府立一中(現在の東京都立日比谷高等学校)を経て、1917年(大正6)に第一高等学校へ入学、この頃から『ホトトギス』『水甕(みずがめ)』に投稿するようになり、翌年に投稿作品「三人の木憔の話」「悪魔と若き人麿」が島崎藤村選透谷賞に当選しました。東京帝国大学文学部独文科に進学し、在学中に翻訳した「ホオゼ」が築地小劇場で上演され、1926年(大正15)に卒業後、築地小劇場文芸部に入り、小山内薫に師事するようになります。
1929年(昭和4)に新築地劇団結成に参加し、翌年に第一戯曲『新説国姓爺合戦』を上演したものの、日本プロレタリア演劇同盟(プロット)に加盟、「プロレタリア演劇」の創刊にあたることになりました。1933年(昭和8)に戯曲『五稜郭血書』を発表、1934年(昭和9)にプロレタリア芸術運動への弾圧強化で、プロットを解散し、新協劇団を結成、藤村原作の「夜明け前」を演出、リアリズム演劇の再出発となります。
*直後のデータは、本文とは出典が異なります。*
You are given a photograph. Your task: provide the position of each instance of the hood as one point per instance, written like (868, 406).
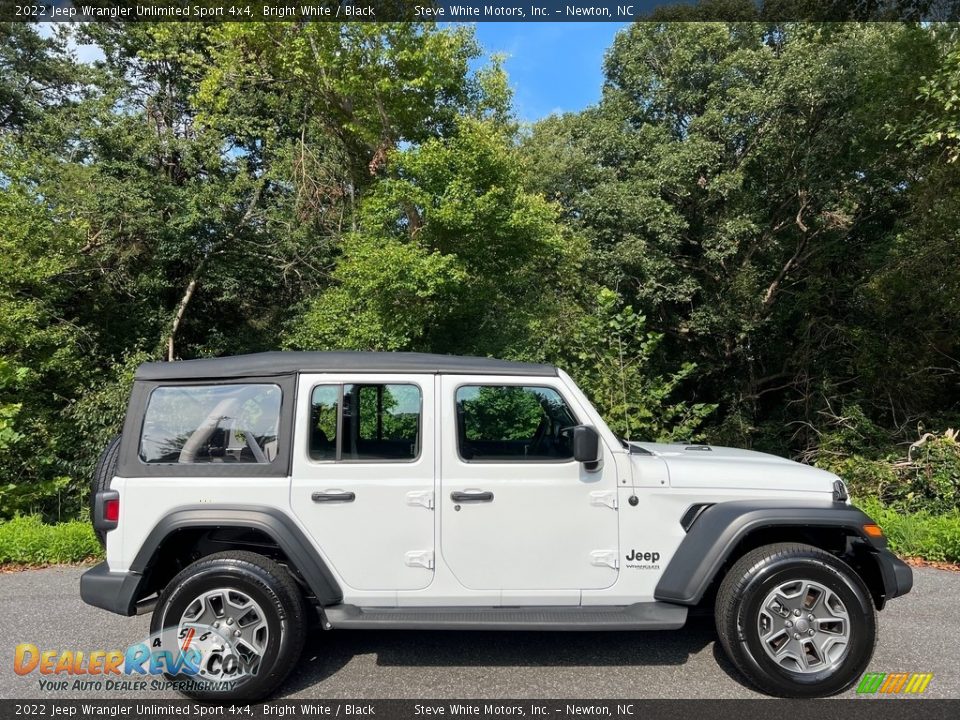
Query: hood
(712, 466)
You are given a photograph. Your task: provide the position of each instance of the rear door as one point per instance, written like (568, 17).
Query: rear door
(518, 513)
(363, 476)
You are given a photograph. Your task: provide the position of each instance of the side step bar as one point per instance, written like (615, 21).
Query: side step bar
(639, 616)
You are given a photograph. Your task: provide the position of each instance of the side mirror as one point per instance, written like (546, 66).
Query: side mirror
(586, 444)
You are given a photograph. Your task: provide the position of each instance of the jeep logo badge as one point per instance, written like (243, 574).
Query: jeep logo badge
(643, 559)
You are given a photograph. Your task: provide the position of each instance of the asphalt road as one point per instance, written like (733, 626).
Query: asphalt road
(918, 633)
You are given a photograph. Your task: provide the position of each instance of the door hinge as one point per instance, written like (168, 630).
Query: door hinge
(419, 558)
(605, 558)
(423, 498)
(607, 498)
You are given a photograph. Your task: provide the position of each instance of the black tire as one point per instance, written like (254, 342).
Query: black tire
(738, 605)
(267, 583)
(103, 473)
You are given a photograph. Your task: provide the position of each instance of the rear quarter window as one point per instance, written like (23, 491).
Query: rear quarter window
(211, 424)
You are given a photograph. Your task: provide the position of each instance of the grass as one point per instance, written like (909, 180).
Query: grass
(919, 534)
(26, 540)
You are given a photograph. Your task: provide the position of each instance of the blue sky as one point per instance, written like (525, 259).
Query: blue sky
(553, 67)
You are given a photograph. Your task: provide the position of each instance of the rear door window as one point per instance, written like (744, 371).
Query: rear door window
(206, 424)
(365, 422)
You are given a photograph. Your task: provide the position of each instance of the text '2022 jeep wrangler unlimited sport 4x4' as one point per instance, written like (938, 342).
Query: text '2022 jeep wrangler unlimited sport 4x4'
(396, 490)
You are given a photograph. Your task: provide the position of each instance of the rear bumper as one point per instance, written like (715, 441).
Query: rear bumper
(113, 591)
(897, 575)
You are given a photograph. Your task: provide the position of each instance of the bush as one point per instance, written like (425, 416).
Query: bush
(25, 540)
(919, 534)
(927, 479)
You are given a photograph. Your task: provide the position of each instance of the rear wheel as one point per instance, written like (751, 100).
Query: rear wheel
(237, 620)
(796, 621)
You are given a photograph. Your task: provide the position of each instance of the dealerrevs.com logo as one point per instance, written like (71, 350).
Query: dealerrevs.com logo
(894, 683)
(197, 656)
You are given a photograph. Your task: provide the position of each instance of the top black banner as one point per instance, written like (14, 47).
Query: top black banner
(451, 11)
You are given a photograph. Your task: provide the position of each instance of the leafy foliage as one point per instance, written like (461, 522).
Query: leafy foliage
(756, 226)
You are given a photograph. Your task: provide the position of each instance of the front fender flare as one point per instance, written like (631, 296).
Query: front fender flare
(719, 528)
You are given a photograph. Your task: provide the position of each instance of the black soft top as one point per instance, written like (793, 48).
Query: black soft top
(288, 363)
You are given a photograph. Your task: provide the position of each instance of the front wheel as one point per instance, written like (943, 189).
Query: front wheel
(796, 621)
(232, 625)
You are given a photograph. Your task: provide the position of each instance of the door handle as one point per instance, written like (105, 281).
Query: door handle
(339, 496)
(472, 496)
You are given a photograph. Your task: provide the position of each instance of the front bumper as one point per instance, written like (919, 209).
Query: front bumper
(113, 591)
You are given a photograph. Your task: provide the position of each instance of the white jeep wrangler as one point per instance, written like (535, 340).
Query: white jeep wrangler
(250, 495)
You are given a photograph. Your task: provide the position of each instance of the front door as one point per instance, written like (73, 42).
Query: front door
(363, 476)
(518, 513)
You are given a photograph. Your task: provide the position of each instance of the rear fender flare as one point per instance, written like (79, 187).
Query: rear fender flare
(272, 522)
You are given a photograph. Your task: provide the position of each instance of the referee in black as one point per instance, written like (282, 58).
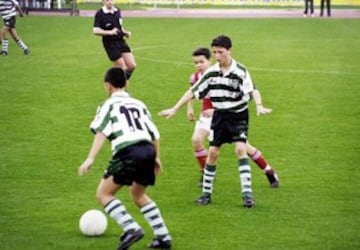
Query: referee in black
(328, 7)
(108, 24)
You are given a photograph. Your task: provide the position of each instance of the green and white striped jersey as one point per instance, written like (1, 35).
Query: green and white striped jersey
(8, 8)
(228, 92)
(124, 121)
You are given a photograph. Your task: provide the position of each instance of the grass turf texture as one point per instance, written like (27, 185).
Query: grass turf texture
(307, 71)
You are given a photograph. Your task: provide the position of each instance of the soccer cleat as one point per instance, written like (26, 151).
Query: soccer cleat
(248, 200)
(160, 244)
(130, 237)
(204, 199)
(273, 178)
(200, 181)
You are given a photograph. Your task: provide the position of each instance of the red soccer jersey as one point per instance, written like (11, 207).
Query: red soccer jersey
(205, 102)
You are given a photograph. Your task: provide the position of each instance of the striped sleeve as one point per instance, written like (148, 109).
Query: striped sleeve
(102, 120)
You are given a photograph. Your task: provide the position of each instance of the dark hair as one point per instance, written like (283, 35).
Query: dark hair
(221, 41)
(202, 51)
(116, 77)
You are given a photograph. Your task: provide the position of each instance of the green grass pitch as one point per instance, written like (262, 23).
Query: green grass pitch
(307, 71)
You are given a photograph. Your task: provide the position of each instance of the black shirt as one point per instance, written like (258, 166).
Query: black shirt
(107, 20)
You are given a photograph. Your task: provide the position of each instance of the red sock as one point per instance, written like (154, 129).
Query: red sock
(201, 156)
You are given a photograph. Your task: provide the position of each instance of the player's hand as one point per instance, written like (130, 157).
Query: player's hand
(85, 166)
(190, 114)
(261, 110)
(167, 113)
(208, 113)
(127, 33)
(114, 31)
(158, 166)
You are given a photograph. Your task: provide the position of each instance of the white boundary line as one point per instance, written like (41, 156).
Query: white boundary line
(290, 71)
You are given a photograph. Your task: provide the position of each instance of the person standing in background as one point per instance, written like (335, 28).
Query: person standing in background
(108, 24)
(8, 13)
(328, 7)
(307, 3)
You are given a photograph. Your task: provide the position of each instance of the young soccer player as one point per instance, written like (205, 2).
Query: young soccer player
(202, 130)
(8, 10)
(229, 86)
(108, 23)
(127, 123)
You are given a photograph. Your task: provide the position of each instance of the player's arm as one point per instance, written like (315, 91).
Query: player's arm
(190, 110)
(98, 142)
(260, 109)
(101, 32)
(168, 113)
(158, 165)
(19, 9)
(126, 33)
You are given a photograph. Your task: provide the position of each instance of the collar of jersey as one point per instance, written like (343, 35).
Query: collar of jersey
(232, 67)
(107, 11)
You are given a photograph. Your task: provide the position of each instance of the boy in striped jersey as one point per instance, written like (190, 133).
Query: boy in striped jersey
(229, 86)
(127, 123)
(202, 130)
(8, 13)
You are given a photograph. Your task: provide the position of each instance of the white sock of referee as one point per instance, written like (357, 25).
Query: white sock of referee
(118, 212)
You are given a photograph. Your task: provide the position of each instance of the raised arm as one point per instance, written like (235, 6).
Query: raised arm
(260, 109)
(98, 142)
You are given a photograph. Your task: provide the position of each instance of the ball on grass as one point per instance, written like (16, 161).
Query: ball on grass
(93, 223)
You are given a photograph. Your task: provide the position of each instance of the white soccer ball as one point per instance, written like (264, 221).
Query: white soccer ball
(93, 223)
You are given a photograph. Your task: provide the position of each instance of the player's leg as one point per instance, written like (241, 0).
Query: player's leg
(328, 5)
(209, 175)
(116, 210)
(151, 212)
(18, 41)
(200, 134)
(244, 173)
(129, 62)
(321, 7)
(198, 140)
(119, 63)
(261, 162)
(306, 7)
(4, 40)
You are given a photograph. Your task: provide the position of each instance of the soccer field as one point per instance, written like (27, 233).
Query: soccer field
(308, 73)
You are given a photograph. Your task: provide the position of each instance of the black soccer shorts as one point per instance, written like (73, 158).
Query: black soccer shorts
(133, 163)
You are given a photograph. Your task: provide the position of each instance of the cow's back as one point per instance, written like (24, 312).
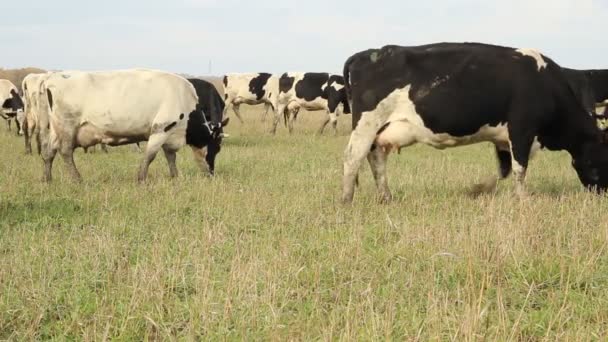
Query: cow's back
(123, 102)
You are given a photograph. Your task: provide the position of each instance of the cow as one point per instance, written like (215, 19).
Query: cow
(312, 91)
(454, 94)
(123, 107)
(11, 101)
(251, 89)
(29, 119)
(591, 86)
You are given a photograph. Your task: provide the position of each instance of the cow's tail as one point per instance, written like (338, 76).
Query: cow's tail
(285, 116)
(347, 88)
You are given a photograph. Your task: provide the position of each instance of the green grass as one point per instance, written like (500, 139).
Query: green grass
(265, 250)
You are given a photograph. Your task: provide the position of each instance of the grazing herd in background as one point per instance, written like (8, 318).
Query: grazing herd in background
(443, 95)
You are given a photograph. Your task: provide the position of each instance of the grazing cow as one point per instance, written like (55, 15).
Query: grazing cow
(591, 87)
(12, 104)
(124, 107)
(453, 94)
(251, 89)
(312, 91)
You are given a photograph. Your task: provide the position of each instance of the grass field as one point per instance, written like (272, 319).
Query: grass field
(265, 250)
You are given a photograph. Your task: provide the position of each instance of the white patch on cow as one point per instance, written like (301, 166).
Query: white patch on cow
(540, 61)
(337, 86)
(405, 127)
(439, 80)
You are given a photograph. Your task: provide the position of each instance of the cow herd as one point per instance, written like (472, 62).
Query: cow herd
(442, 95)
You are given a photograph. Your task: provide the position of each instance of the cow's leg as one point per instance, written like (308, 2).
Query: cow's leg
(277, 117)
(171, 156)
(155, 142)
(137, 147)
(199, 156)
(27, 137)
(48, 155)
(322, 128)
(293, 113)
(237, 111)
(488, 185)
(67, 153)
(359, 145)
(333, 119)
(38, 143)
(377, 161)
(521, 146)
(266, 109)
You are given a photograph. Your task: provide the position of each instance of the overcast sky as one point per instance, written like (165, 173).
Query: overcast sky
(277, 36)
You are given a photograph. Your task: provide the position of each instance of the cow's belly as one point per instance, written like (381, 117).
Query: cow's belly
(311, 106)
(248, 100)
(89, 135)
(402, 133)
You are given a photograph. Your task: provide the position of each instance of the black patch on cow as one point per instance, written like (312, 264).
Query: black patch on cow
(210, 101)
(13, 103)
(285, 83)
(7, 104)
(310, 86)
(50, 97)
(383, 128)
(206, 130)
(256, 85)
(17, 101)
(169, 126)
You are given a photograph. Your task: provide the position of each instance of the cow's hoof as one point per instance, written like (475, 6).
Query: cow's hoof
(487, 186)
(385, 198)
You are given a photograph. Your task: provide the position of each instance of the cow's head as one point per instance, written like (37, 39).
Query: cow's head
(592, 166)
(13, 104)
(21, 121)
(201, 132)
(216, 134)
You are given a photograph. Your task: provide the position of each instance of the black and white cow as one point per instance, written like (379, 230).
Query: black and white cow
(591, 86)
(453, 94)
(11, 102)
(251, 89)
(312, 91)
(210, 103)
(123, 107)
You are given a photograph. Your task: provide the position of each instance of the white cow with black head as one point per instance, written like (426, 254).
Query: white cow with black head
(251, 89)
(123, 107)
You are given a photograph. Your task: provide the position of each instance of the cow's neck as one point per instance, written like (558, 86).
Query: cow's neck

1935年(昭和10)に「迷えるリアリズム」(都新聞)、「社会主義リアリズムと革命的(反資本主義)リアリズム」(文学評論)、「リアリズムの一般的表象」(都新聞)を発表し、1937年(昭和12)には、代表作の戯曲『火山灰地』を刊行しました。翌年この戯曲で、小野宮吉戯曲平和賞を受賞、同作を新協劇団で初演しましたが、1940年(昭和15)に新協劇団が強制解散させられ、新劇人事件で検挙され、公的活動を遠ざかっています。
太平洋戦争後の1945年(昭和20)に、滝沢修らと東京芸術劇場を設立し、1947年(昭和22)には、戦後第一作の『林檎園日記』を上演しました。1950年(昭和25)に劇団民藝の創立に参加、長編小説『のぼり窯』(未完)の執筆を試みたりしたものの、1958年(昭和33)3月15日に、東京において入院中、うつ病が悪化し、57歳で自殺しています。